ALAFF BLAS and BLIS

Subsection 12.2.5 BLAS and BLIS

To facilitate portable high performance, scientific and machine learning software is often written in terms of the Basic Linear Algebra Subprograms (BLAS) interface [25] [15] [14]. This interface supports widely-used basic linear algebra functionality. The idea is that if optimized implementations of this interface are available for different target computer architectures, then a degree of portable high performance can be achieved by software that is written in terms of this interface. The interface was designed for the Fortran programming language starting in the 1970s. In our discussions, we will also show how to interface to it from the C programming language. As we discuss the BLAS, it may be useful to keep the "Quick Reference Guide" [9] to this interface handy.

In addition, our own BLAS-like Library Instantiation Software (BLIS) [56][51] is not only a framework for the rapid instantiation of high-performing BLAS through the traditional BLAS interface, but also an extended interface that, we believe, is more natural for C programming. We refer to this interface as the BLIS typed interface [52], to distinguish it from the traditional BLAS interface and the object based BLIS Object API.

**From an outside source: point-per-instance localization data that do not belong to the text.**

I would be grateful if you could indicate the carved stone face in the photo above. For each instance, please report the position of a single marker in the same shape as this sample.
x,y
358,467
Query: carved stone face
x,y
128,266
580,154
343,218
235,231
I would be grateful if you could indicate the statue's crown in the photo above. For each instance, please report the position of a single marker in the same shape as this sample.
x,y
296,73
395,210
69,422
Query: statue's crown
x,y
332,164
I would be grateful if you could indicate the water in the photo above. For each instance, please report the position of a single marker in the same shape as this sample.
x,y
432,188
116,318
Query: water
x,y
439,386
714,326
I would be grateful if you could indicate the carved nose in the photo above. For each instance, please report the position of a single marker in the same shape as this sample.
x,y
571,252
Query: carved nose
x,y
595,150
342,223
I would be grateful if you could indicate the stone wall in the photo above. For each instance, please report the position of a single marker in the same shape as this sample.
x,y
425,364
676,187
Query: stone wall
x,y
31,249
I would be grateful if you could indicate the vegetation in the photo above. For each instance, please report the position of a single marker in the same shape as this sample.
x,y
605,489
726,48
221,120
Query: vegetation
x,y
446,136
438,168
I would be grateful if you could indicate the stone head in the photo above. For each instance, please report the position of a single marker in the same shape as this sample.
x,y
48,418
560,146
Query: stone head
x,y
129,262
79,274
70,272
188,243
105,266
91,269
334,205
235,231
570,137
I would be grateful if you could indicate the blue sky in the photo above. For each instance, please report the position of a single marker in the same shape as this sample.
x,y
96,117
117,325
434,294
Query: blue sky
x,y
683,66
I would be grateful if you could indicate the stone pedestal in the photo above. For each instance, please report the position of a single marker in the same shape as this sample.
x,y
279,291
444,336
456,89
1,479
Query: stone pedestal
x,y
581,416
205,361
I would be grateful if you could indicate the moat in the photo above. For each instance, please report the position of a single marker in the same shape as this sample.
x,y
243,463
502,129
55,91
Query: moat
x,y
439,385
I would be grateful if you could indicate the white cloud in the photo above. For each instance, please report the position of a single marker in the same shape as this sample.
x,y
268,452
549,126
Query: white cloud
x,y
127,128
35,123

A number of open source and vendors high-performance implementations of the BLAS interface are availabe. For example,

Our BLAS-like Library Instantiation Software (BLIS) is a widely-used open source implementation of the BLAS for modern CPUs. It underlies AMD's Optimizing CPU Libraries (AOCL).
Arm's Arm Performance Libraries.
Cray's Cray Scientific and Math Libraries (CSML).
IBM's Engineering and Scientific Subroutine Library (ESSL).
Intel's Math Kernels Library (MKL).
NVIDIA's cuBLAS.

Subsubsection 12.2.5.1 Level-1 BLAS (vector-vector functionality)

The original BLAS [25] interface was proposed in the 1970s, when vector supercomputers like the Cray 1 and Cray 2 reigned supreme. On this class of computers, high performance was achieved if computation could be cast in terms of vector-vector operations with vectors that were stored contiguous in memory (with "stride one"). These are now called "level-1 BLAS" because they perform \(O( n ) \) computation on \(O( n ) \) data (when the vectors have size \(n \)). The "1" refers to \(O( n ) = O( n^1 ) \) computation.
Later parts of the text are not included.